Cross-section of implanted artificial blood vessel graft (at 12 months) without signs of aneurysm or intimal hyperplasia (scale bar: 500 micrometers).

To produce the new vascular prostheses, polymer solutions were spun in an electrical field to form very fine threads and wound onto a spool. “The wall of these artificial blood vessels is very similar to that of natural ones,” says Heinz Schima of the Medical University of Vienna.

The polymer fabric is slightly porous, so it allows a small amount of blood to permeate the material. This enriches the wall with growth factors, encouraging migration of endogenous (body’s own) cells.

The new method has proved successful in experiments with rats. “The rats’ blood vessels were examined six months after insertion of the vascular prostheses,” says Helga Bergmeister of MedUni Vienna.

“We did not find any aneurysms, thromboses, or inflammation. Endogenous cells had colonized the vascular prostheses and turned the artificial constructs into natural body tissue.”

A few more preclinical trials are necessary before the artificial blood vessels can be used in humans, which the researchers expect in a few years.

Abstract of Biodegradable, thermoplastic polyurethane grafts for small diameter vascular replacements

Biodegradable vascular grafts with sufficient in vivo performance would be more advantageous than permanent non-degradable prostheses.
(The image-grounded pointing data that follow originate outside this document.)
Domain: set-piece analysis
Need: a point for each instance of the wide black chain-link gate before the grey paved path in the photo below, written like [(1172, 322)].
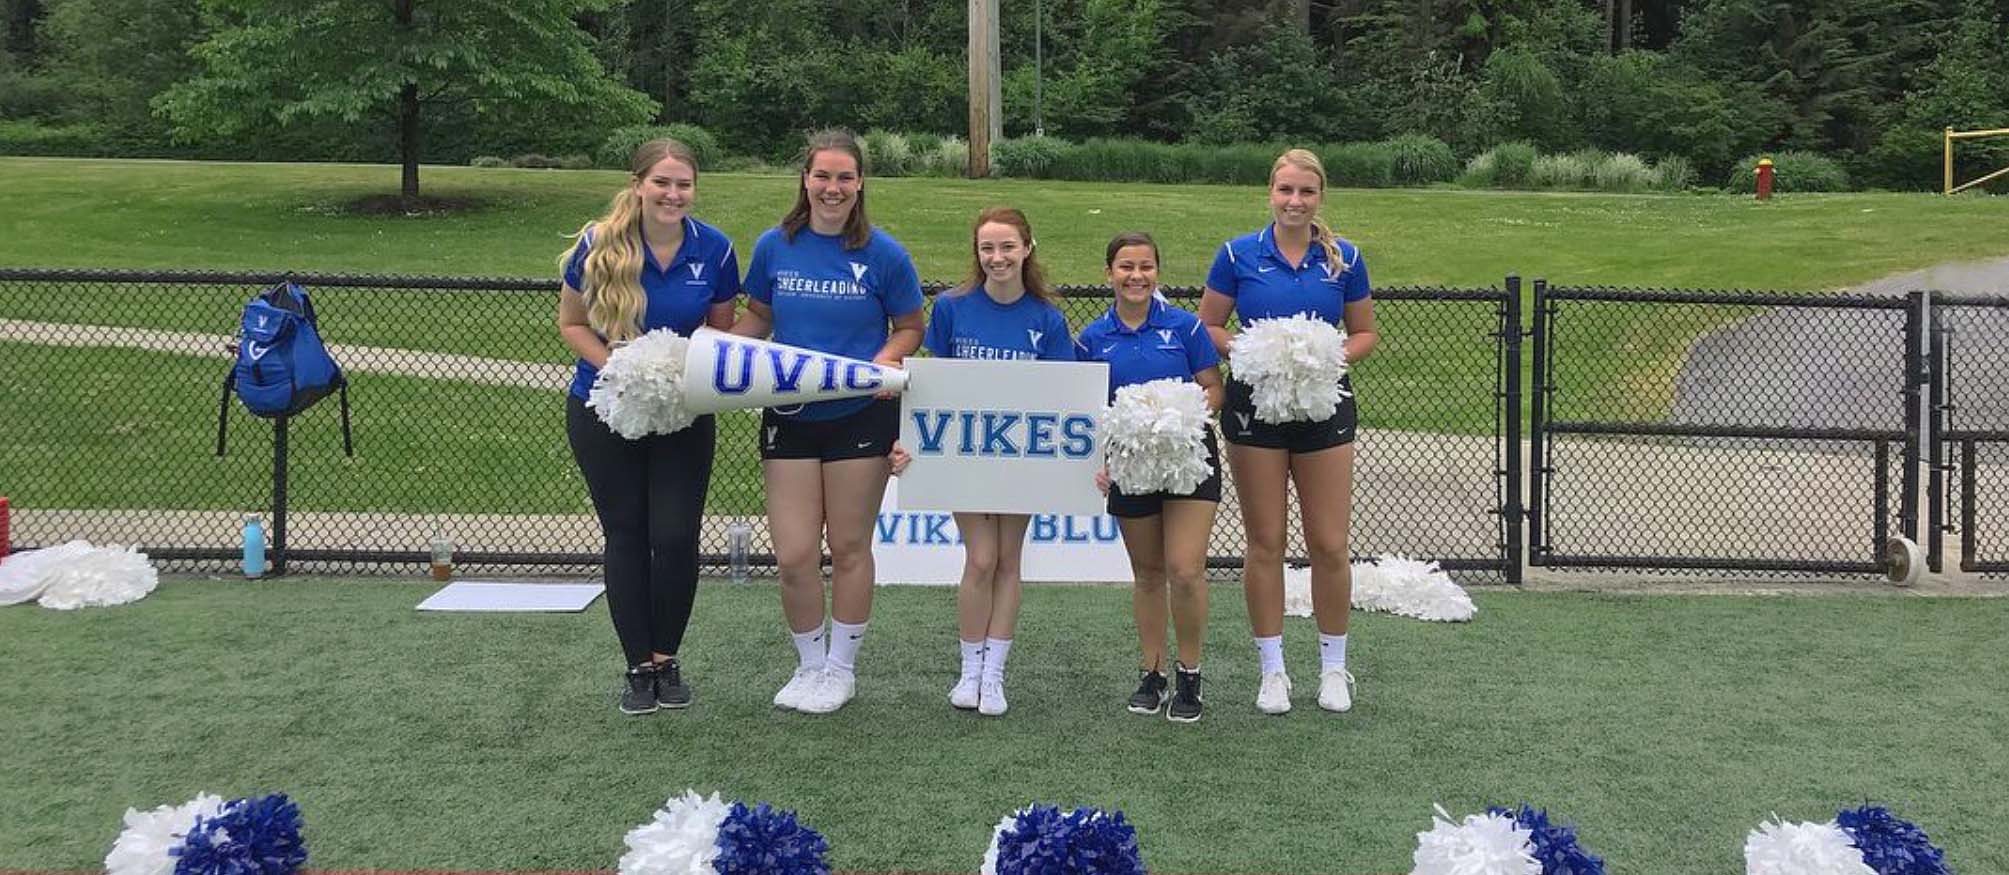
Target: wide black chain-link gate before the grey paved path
[(1723, 430)]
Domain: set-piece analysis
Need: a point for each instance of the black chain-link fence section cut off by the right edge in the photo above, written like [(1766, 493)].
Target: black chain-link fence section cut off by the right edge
[(1970, 390)]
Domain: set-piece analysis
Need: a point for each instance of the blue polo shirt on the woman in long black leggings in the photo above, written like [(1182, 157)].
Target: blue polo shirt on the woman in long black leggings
[(680, 294)]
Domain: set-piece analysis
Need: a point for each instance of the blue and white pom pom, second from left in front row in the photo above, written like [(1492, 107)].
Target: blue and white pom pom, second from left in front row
[(704, 836)]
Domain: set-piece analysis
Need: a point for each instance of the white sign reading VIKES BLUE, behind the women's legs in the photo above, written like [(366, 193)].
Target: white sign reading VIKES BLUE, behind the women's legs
[(925, 547)]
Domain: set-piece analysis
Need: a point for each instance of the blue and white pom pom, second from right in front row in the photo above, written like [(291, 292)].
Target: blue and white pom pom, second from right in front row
[(1502, 844)]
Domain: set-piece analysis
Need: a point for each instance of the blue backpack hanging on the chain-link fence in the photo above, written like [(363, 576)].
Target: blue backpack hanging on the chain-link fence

These constructs would be continuously replaced by host tissue, leading to an endogenous functional implant which would adapt to the need of the patient and exhibit only limited risk of microbiological graft contamination. Adequate biomechanical strength and a wall structure which promotes rapid host remodeling are prerequisites for biodegradable approaches. Current approaches often reveal limited tensile strength and therefore require thicker or reinforced graft walls. In this study we investigated the in vitro and in vivo biocompatibility of thin host-vessel-matched grafts (n = 34) formed from hard-block biodegradable thermoplastic polyurethane (TPU). Expanded polytetrafluoroethylene (ePTFE) conduits (n = 34) served as control grafts. Grafts were analyzed by various techniques after retrieval at different time points (1 week; 1, 6, 12 months). TPU grafts showed significantly increased endothelial cell proliferation in vitro (P < 0.001). Population by host cells increased significantly in the TPU conduits within 1 month of implantation (P = 0.01). After long-term implantation, TPU implants showed 100% patency (ePTFE: 93%) with no signs of aneurysmal dilatation. Substantial remodeling of the degradable grafts was observed but varied between subjects. Intimal hyperplasia was limited to ePTFE conduits (29%). Thin-walled TPU grafts offer a new and desirable form of biodegradable vascular implant. Degradable grafts showed equivalent long-term performance characteristics compared to the clinically used, non-degradable material with improvements in intimal hyperplasia and ingrowth of host cells.